On the skeleton of the pyramidal tours polytope

TL;DR

This paper analyzes the skeleton of the pyramidal tours polytope, providing conditions for vertex adjacency, an efficient algorithm, and key properties like diameter and clique number, advancing understanding of its geometric and combinatorial structure.

Contribution

It offers a complete characterization of vertex adjacency in the pyramidal tours polytope and introduces a linear-time algorithm for adjacency checking, along with fundamental properties of the polytope's skeleton.

Findings

Vertex adjacency characterized by necessary and sufficient conditions.

Developed a linear complexity algorithm for adjacency checking.

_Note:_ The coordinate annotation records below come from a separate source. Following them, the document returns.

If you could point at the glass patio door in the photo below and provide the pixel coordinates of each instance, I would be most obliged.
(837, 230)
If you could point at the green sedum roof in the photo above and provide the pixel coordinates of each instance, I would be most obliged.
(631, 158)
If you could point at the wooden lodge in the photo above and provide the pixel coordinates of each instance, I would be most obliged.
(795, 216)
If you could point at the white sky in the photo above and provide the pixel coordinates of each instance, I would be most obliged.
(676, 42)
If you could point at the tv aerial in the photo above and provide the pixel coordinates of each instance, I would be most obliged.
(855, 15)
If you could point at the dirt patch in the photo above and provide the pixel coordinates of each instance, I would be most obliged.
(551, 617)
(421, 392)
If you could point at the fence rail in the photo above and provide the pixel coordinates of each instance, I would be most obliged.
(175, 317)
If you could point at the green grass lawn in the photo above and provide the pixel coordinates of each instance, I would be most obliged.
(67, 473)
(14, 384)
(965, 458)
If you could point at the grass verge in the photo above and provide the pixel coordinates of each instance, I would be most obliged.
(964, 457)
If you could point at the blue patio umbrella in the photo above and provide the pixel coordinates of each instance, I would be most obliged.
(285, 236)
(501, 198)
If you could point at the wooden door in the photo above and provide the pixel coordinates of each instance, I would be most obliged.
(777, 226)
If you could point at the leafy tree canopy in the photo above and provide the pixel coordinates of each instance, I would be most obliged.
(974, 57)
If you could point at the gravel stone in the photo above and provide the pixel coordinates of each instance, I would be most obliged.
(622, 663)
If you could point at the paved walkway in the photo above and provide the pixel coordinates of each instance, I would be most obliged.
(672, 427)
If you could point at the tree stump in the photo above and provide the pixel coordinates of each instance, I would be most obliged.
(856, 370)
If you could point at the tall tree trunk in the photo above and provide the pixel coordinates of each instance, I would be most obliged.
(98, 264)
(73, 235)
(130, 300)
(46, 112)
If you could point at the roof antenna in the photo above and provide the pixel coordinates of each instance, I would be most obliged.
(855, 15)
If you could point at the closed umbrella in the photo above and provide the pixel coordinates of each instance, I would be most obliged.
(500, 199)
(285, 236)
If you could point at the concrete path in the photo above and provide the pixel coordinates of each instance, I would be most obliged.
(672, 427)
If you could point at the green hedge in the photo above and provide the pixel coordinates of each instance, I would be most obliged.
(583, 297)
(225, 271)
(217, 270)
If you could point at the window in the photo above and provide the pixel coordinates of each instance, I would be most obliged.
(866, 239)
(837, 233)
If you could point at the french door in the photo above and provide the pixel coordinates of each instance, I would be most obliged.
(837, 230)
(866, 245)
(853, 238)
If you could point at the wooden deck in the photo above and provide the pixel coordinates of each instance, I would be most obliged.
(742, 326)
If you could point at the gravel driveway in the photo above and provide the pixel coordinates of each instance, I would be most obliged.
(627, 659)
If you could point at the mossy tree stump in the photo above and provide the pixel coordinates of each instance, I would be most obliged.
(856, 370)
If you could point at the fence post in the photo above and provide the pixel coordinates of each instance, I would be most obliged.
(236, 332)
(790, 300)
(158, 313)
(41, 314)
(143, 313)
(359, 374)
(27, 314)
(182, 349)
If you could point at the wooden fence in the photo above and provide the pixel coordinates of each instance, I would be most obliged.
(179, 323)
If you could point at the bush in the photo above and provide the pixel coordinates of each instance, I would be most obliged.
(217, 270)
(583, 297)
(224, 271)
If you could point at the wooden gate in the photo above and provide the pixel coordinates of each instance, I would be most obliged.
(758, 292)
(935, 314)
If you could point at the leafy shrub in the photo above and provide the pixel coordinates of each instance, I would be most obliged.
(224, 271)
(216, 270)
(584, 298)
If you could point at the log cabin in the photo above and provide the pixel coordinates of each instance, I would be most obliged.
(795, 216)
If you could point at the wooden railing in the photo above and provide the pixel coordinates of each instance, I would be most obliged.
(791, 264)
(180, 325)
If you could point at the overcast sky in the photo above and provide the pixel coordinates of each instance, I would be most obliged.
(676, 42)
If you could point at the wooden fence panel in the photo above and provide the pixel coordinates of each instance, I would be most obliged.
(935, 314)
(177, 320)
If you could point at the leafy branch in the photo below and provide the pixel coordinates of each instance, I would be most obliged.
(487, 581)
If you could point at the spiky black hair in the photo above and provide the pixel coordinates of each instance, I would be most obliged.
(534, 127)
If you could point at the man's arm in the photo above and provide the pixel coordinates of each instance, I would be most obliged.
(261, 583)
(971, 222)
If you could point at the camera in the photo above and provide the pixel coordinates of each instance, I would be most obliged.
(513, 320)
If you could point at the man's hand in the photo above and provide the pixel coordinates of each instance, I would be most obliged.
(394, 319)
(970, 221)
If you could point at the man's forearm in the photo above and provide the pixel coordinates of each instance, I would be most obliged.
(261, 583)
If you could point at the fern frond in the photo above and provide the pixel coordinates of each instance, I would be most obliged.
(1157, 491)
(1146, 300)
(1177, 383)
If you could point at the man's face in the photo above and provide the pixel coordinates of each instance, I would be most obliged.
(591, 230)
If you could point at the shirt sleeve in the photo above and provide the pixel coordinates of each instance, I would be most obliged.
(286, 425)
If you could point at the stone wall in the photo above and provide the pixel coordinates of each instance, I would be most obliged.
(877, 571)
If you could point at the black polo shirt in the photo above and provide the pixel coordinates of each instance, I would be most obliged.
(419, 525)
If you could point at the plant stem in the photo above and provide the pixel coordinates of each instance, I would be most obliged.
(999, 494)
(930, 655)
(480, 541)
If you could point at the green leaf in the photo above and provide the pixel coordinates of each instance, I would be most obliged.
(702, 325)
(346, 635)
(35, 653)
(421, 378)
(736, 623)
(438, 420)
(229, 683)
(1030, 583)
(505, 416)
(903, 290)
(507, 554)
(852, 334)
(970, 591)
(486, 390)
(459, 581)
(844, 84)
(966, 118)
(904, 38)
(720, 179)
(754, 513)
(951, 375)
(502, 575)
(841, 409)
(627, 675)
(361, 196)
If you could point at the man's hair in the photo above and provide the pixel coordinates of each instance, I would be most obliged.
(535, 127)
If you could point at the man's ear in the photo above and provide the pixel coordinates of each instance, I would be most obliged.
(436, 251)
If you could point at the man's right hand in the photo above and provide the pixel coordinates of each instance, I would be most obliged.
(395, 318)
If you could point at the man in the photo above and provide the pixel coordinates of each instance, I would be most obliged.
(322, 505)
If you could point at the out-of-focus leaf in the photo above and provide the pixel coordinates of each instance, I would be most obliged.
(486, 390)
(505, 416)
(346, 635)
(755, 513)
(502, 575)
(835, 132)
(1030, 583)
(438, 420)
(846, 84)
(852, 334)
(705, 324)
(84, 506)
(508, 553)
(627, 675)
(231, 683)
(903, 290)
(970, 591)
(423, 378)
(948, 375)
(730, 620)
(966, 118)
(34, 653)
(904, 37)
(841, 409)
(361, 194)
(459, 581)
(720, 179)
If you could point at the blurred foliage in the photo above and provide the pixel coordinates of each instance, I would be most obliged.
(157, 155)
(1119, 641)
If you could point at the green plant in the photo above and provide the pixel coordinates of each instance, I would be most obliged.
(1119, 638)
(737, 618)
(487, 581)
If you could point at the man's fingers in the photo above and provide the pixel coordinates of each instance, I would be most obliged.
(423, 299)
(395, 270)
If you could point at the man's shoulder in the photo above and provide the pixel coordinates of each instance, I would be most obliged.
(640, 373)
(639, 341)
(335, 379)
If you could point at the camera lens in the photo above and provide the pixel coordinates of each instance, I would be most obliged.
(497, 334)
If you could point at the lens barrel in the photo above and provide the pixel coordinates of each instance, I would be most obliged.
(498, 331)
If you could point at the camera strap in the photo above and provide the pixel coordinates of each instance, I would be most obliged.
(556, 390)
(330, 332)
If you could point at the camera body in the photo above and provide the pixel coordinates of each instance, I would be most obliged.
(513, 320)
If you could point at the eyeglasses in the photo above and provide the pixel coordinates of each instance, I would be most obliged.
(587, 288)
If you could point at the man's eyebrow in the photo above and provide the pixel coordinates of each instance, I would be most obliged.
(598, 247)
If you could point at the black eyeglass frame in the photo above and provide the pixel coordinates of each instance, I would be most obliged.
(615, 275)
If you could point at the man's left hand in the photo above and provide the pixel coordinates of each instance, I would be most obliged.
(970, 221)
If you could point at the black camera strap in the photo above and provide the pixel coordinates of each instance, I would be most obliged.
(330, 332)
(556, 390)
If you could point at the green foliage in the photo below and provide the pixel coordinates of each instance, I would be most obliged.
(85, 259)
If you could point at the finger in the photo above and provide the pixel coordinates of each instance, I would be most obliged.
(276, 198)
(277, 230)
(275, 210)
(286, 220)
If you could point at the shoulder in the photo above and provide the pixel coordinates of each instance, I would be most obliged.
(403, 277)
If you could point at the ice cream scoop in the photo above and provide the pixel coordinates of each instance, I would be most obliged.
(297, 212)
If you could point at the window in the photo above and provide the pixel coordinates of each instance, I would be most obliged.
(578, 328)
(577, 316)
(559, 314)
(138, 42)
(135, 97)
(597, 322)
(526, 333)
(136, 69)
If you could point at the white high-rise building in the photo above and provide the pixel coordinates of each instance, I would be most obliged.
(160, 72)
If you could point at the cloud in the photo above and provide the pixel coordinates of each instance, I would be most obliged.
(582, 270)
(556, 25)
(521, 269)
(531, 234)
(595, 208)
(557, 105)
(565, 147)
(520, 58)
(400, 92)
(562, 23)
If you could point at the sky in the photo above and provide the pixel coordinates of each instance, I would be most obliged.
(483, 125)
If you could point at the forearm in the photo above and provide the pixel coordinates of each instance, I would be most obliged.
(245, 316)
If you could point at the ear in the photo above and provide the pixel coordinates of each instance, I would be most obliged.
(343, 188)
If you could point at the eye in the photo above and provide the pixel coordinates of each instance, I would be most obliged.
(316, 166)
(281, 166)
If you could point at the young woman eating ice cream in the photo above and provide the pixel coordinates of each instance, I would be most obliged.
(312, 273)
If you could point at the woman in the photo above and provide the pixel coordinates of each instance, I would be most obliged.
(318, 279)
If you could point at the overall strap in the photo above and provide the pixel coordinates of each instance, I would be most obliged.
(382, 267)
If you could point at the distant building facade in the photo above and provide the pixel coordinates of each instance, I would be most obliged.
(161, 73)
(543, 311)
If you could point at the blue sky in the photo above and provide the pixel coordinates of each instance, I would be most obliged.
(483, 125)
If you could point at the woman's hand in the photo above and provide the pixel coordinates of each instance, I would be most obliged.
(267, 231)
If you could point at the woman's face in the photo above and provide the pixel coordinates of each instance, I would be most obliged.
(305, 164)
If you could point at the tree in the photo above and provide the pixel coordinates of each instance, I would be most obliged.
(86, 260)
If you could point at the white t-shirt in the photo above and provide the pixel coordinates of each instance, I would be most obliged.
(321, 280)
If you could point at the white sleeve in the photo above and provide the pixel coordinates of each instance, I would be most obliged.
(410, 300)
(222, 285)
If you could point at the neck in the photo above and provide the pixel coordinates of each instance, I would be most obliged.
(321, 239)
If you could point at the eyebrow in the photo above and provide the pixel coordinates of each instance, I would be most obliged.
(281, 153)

Proved the diameter of the skeleton is 2 and estimated the clique number as Θ(n^2).

Abstract

We consider the skeleton of the pyramidal tours polytope. Hamiltonian tour is called pyramidal if the salesperson starts in city $1$, then visits some cities in increasing order, reaches city $n$ and returns to city $1$, visiting the remaining cities in decreasing order. The polytope $PYR(n)$ is defined as the convex hull of characteristic vectors of all pyramidal tours in the complete graph $K_{n}$. The skeleton of the polytope $PYR(n)$ is the graph whose vertex set is the vertex set of $PYR(n)$ and edge set is the set of geometric edges or one-dimensional faces of $PYR(n)$. We describe the necessary and sufficient condition for the adjacency of vertices of the polytope $PYR(n)$. On this basis we developed an algorithm to check the vertex adjacency with a linear complexity. We establish that the diameter of $PYR(n)$ skeleton equals 2, and the asymptotically exact estimate of $PYR(n)$ skeleton's clique number is $\Theta(n^{2})$. It is known that this value characterizes the time complexity in a broad class of algorithms based on linear comparisons.